Les solutions de réduction lumineuse
Face aux impacts de la pollution lumineuse sur l’environnement et la santé, plusieurs solutions existent, qu’ont d’ailleurs adoptées de nombreuses collectivités. En Italie et en République tchèque, plusieurs régions ont ainsi instauré des politiques de réduction lumineuse, comme 800 autres adhérents du projet européen Greenlight lancé en 2000. S’inspirant de Tucson, en Arizona, la métropole de Lille renouvelle actuellement son parc d’éclairage public et planche même sur l’installation d’une trame noire de 2 km équipée de 300 lampadaires émettant des lumières qui préservent la tranquillité de la faune (insectes, chauve-souris, papillons, etc.). À Toulouse, la startup Kawantech a mis en service 520 lampadaires équipés de la technologie Hi’Light, qui permet d’activer l’éclairage grâce à un détecteur de présence longue portée (30 m) ultra-précis. Développé en partenariat avec Citelum, filiale d’EDF spécialisée dans l’éclairage, le système promet jusqu’à 80 % d’économies d’énergie et devrait s’étendre à d’autres villes françaises d’ici la fin de l’année. À Oslo, les rues de la capitale norvégienne sont également équipées de lampadaires avec capteurs de mouvement développés par la société Comlight. Même si le coût peut en refroidir certains comme à la Réunion, où seulement 3 500 points lumineux ont été remplacés par des appareils d’éclairage intelligent orientés vers le sol, ces technologies présentent l’avantage de pouvoir être pilotées à distance par des plateformes de gestion de l’espace urbain comme avec Muse, permettant ainsi des économies non négligeables.
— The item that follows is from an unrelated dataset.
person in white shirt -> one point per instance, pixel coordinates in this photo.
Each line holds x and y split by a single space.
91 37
Participant à la qualité de vie des riverains, la protection contre la pollution lumineuse séduit de plus en plus de villes françaises. L’ANPCEN vient d’en labelliser 374, portant à 574 le nombre de « villes et villages étoilés » sur le territoire hexagonal et à six millions d’euros les économies réalisées en 2017, selon l’association. Dernière en date, l’agglomération du Grand Besançon a débuté début avril 2018 des travaux pour désactiver 400 luminaires sur la rocade nord-ouest pour un gain estimé à près de 55 000 euros par an (10 500 euros contre 65 000 euros jusqu’à maintenant). De quoi convaincre d’autres candidats des bienfaits de la réduction lumineuse.